For doubt is not the opposite of faith. Believing in nothing is the opposite of faith. Amazement is also the opposite of faith, because those who are amazed in the Gospels stand at a distance from Jesus; instead of entering into a relationship with Him, they get all caught up in the mighty deeds.

When we give our hearts and our very lives to Jesus, when we believe in him and daily enter more deeply into a living relationship with him, like Thomas did for 3 years, then we realize we do not have all the answers. And that’s okay. We are not expected to have all the answers, because then there would be no reason to believe in Jesus.

With Thomas, building on our trust in the Risen One, we can risk not knowing all the answers or having everything neat and tidy. With Thomas, as we reach out to touch the Risen Lord, our hearts are filled with wonder and awe in His presence. But we do not see the Risen Lord in the same way that Thomas did, which is why Jesus says we are especially blessed:“Blessed are those who have not seen and have believed.” (John 20:29b)

So how do we touch the Crucified and Risen Lord today? How do we touch the Lord of Life who still has his wounds, the marks of his love? By reaching out to touch his Body broken and given to us in Holy Communion, by allowing him to touch us as we drink His Blood. We may not completely understand how the Risen Lord can be truly present to us in blessed bread and wine, but he is.

Peter helps us, by inviting us to believe in the Lord’s teaching about the Eucharist and trust that we who eat his flesh and drink his blood have life in him. At the end of Chapter 6 in John’s Gospel, after Jesus’ teaching on the absolute necessity of his followers to eat his flesh and drink his blood, many of his disciples leave him. They choose not to believe in him; they will not surrender their lives into his care. So, Jesus asks the twelve, “‘Do you also want to go away?’ Simon Peter answered him, ‘Lord, to whom can we go? You have the words of eternal life. We have come to believe and know that you are the Holy One of God.’” (6:67-69)

Thus, when we come forward to receive the Holy One of God in Communion, we are actually entrusting our lives to him.
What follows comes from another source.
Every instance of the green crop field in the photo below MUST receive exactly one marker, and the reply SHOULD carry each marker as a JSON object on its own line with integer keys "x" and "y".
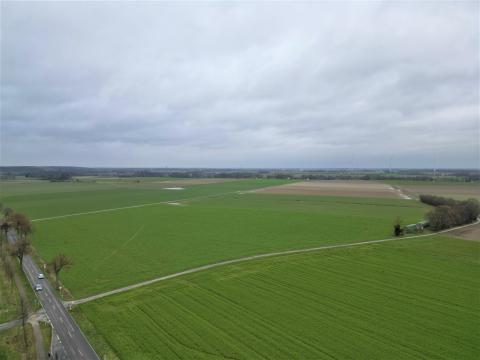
{"x": 40, "y": 199}
{"x": 119, "y": 248}
{"x": 413, "y": 299}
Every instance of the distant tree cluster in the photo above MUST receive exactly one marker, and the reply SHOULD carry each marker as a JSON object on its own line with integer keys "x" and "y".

As we say, AMEN to the words “Body of Christ” we are not only receiving His Risen Body into ours, but we are giving our wounded bodies and hearts to him.

It is in this Holy Union with Him that we are transformed and are strengthened to believe in Him; to give our lives more fully to Him every days as we reach out to touch with compassion his wounded body living in those around us.